How I’m coping n’ shit
I’ve incorporated the usual suspects; prayer, positive thinking, meditation, loud music, not withdrawing from the people I love, getting up and getting dressed, taking Boogie to the park, keeping the blog updated… things to make me smile. But the one thing that has helped tremendously is actually allowing myself to flow with the emotions in the moment… rather than fighting them off or denying them. I’ve watched my thoughts. I’ve observed the physical response to them- my emotions. I’ve practiced the art of being ‘present’, being ‘mindful’. A notion that I was introduced to in college, experimented with and eventually moved on from. A notion I’d even revisited in grad school and attempted to teach clients in practice, but hadn’t fully grasped myself. In short, my ability to cope has all come back to Eckhart Tolle.
From his book, ‘The Power of Now’, which I’d thankfully read weeks before this ordeal, I finally confronted the fact that I’d never been present a day in my life. Something I always knew on a basic level- that I was a prisoner to my thoughts- but the way he presented it was eye opening. It’s like I’d been walking around in a fog, possessed by my mind- ruminating and constantly reliving and rethinking past shit, and perpetually projecting (good and bad stuff) into the future. I’m the kind of person to have that difficult conversation in my head days before it actually takes place with the other party, the kind of person to nitpick my flaws, constantly relive my mistakes, the kind of person who puts self-imposed demands on herself and then gets angry at everyone in the vicinity when things don’t work out exactly as planned. Never satisfied with where I am, always striving for the next thing, perpetually planning and analyzing, always driven. That’s me. And while being goal oriented is a wonderful characteristic, if your entire life is spent living for some future (and unpromised) moment, you’re not really living. So I’d began to attempt living mindfully, doing my best to stay grounded and in the moment, using my breath, walking meditation and simply saying, ‘now’, whenever I felt myself being swept up by mind activity. And no, I’m not on some “lets get on the next spaceship to Heaven’s Gate” type stuff. Just…read the book, lol.
“For the moment you realize you are not present, you are present.
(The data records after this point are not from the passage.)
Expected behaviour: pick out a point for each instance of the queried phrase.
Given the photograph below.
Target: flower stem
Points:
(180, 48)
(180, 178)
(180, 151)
Whenever you are able to observe your mind, you are no longer trapped in it. Another factor has come in, something that is not of the mind: the witnessing presence.”- Eckhart Tolle
That’s a new level of consciousness right there, and weeks of practicing ‘presence’ leading up to the miscarriage was a game changer. I’d already began disassociating from the negative thoughts I’d internalized, and really grasped that my thoughts, my emotions were not ‘me’. All that to say, it’s fun and even easy to be ‘present’ in the good times. But what about the difficult ones? What about when the moment is rather shitty?
I can say that disidentifying with the thoughts of failure and the feelings of emptiness was empowering. That word ‘failure,’ can truly be a heavy weight to a woman who wants nothing more than to give her husband a child, and to give her daughter a sibling, to give her parents a grandchild. In the moment, it’s encouraging when you discover that you’re capable of coping with something so painful. While allowing myself to experience the full range of emotions, I was simultaneously taking the action of figuring out how I could turn this ordeal into a positive for someone else who may be going through. This was a chance for me to evolve. To adapt. I’m growing y’all, and for that, I’m grateful.